Here he could be a baseball steward and imprint upon a team in transition the tenets his Twins teams so often displayed during the years when they regularly tormented Detroit.

It was the manner, in all facets, in which Gardenhire ran those Twins teams that led Leyland to always say, privately or publicly, that the opposing manager he most respected and found most challenging was Gardenhire.

So, here he was Wednesday morning, still five days before full team workouts, coaxing and tutoring and plainly at peace teaching baseball.

How much difference can he make? Can any manager, for that matter, make?

“It’s an atmosphere,” he said, sizing up a skipper’s capacity, and his limitations. “You can’t hit for them. You can’t throw for them. But creating an atmosphere … putting players in position to be the most successful.”

He acknowledged there were “expectations” on the part of baseball’s evaluators that things might be a tad bumpy at Comerica Park in 2018. He would agree baseball games are won by performers who out-perform opponents and that skill levels are primary there.

The mission, for him, and maybe for fans in 2018, is to make the most of a different brand of baseball season in Detroit.
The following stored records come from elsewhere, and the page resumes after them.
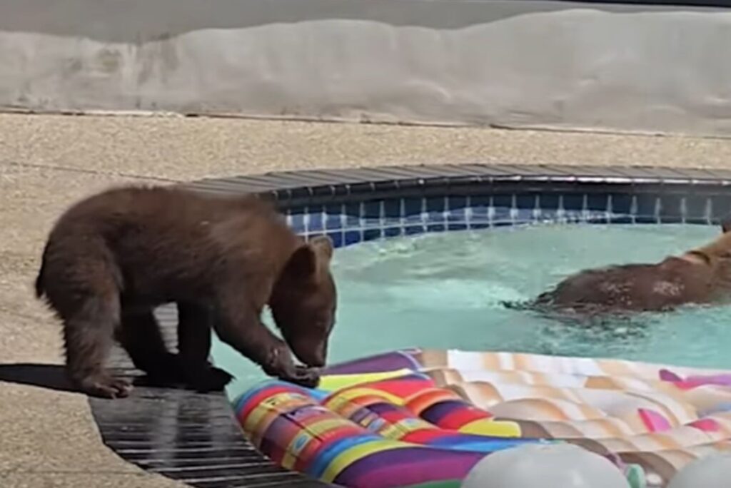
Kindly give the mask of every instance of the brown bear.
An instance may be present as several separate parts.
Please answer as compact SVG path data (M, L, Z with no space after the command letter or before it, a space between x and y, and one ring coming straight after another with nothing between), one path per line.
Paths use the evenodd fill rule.
M67 375L88 394L114 398L132 389L104 367L114 340L154 381L222 389L231 376L208 361L211 329L267 374L314 386L335 320L332 256L327 237L306 242L255 196L118 187L61 215L36 293L62 321ZM153 315L170 302L177 354ZM266 305L284 341L260 321Z
M731 222L708 245L656 264L581 271L538 296L529 308L597 316L669 310L731 300Z

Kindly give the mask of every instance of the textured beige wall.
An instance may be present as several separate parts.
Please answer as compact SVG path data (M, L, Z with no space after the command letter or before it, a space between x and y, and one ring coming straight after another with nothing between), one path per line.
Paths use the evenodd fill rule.
M728 46L711 9L5 0L0 107L727 136Z

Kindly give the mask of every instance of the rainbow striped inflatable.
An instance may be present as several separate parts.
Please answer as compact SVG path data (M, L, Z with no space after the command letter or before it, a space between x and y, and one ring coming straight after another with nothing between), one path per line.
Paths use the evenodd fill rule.
M629 361L409 350L332 366L317 389L268 381L237 418L281 466L353 488L454 487L490 453L572 443L630 486L731 449L731 373Z

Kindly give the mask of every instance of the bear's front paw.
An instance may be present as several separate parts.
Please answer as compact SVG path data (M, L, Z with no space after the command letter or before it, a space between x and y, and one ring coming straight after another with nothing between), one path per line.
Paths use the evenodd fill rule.
M279 379L306 388L316 388L319 384L319 376L318 368L298 365L292 368L288 368L287 372L279 375Z

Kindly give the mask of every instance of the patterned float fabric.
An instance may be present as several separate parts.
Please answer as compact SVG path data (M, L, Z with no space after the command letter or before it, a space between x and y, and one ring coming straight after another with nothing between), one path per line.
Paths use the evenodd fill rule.
M344 487L456 488L491 452L567 442L640 488L731 449L731 373L412 349L332 366L317 389L265 381L235 411L275 462Z

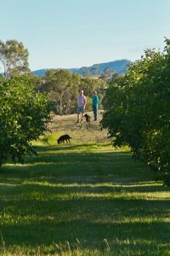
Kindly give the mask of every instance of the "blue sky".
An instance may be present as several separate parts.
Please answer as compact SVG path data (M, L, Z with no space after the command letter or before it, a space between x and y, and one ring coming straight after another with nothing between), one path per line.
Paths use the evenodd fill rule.
M170 0L0 0L0 39L23 42L31 70L134 61L170 38ZM0 70L1 71L1 70Z

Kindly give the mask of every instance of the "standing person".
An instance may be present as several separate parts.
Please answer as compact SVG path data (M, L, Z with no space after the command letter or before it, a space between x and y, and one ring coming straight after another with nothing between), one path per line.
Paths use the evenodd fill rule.
M79 121L80 121L80 113L82 113L81 122L82 121L82 117L83 117L83 113L85 112L86 103L87 103L87 98L84 96L83 90L81 90L80 95L77 97L77 121L76 121L76 123L79 123Z
M99 97L97 96L97 91L94 91L94 96L92 97L92 107L94 111L94 121L98 119L98 107L99 107Z

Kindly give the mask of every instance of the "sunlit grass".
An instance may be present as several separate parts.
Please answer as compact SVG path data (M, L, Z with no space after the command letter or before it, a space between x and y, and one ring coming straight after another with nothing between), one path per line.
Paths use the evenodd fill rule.
M64 122L0 171L0 254L170 255L169 188L98 126Z

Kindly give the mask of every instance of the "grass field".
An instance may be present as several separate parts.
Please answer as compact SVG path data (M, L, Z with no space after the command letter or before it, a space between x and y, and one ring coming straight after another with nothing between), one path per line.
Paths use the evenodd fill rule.
M170 255L169 188L99 122L75 122L54 117L37 156L1 168L1 255Z

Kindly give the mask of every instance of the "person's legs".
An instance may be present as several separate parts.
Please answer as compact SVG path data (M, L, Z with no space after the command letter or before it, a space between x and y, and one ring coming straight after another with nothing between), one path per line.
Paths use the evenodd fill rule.
M84 107L82 107L82 109L81 109L81 114L82 114L82 119L81 119L81 122L82 121L82 118L83 118L83 114L84 114L84 111L85 111L85 108Z
M98 118L98 111L97 110L98 110L97 106L93 105L93 111L94 111L94 121L96 121L97 118Z
M78 107L77 108L77 120L76 120L76 123L79 123L80 121L80 108Z

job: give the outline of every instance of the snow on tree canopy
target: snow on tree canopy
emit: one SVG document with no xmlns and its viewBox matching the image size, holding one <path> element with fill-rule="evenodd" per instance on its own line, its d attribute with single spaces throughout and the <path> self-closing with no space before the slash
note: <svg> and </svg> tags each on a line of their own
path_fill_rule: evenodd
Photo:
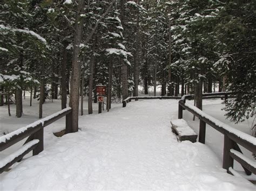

To squeeze enough baseball integrity from a no-frills roster to at least make games on many days competitive and entertaining.

To burnish the skills of new kids, as well as those owned by older guys, and turn this Tigers baseball chapter at the very least into something interesting.

It’s a lot to ask of a manager. It would have been a lot to have asked from anyone sitting in that skipper’s office Wednesday. But in a man’s booming voice you could hear the joy Wednesday.

In the machinations of a baseball classroom session you could see the resolve. Not bad ways, at all, to begin any baseball season.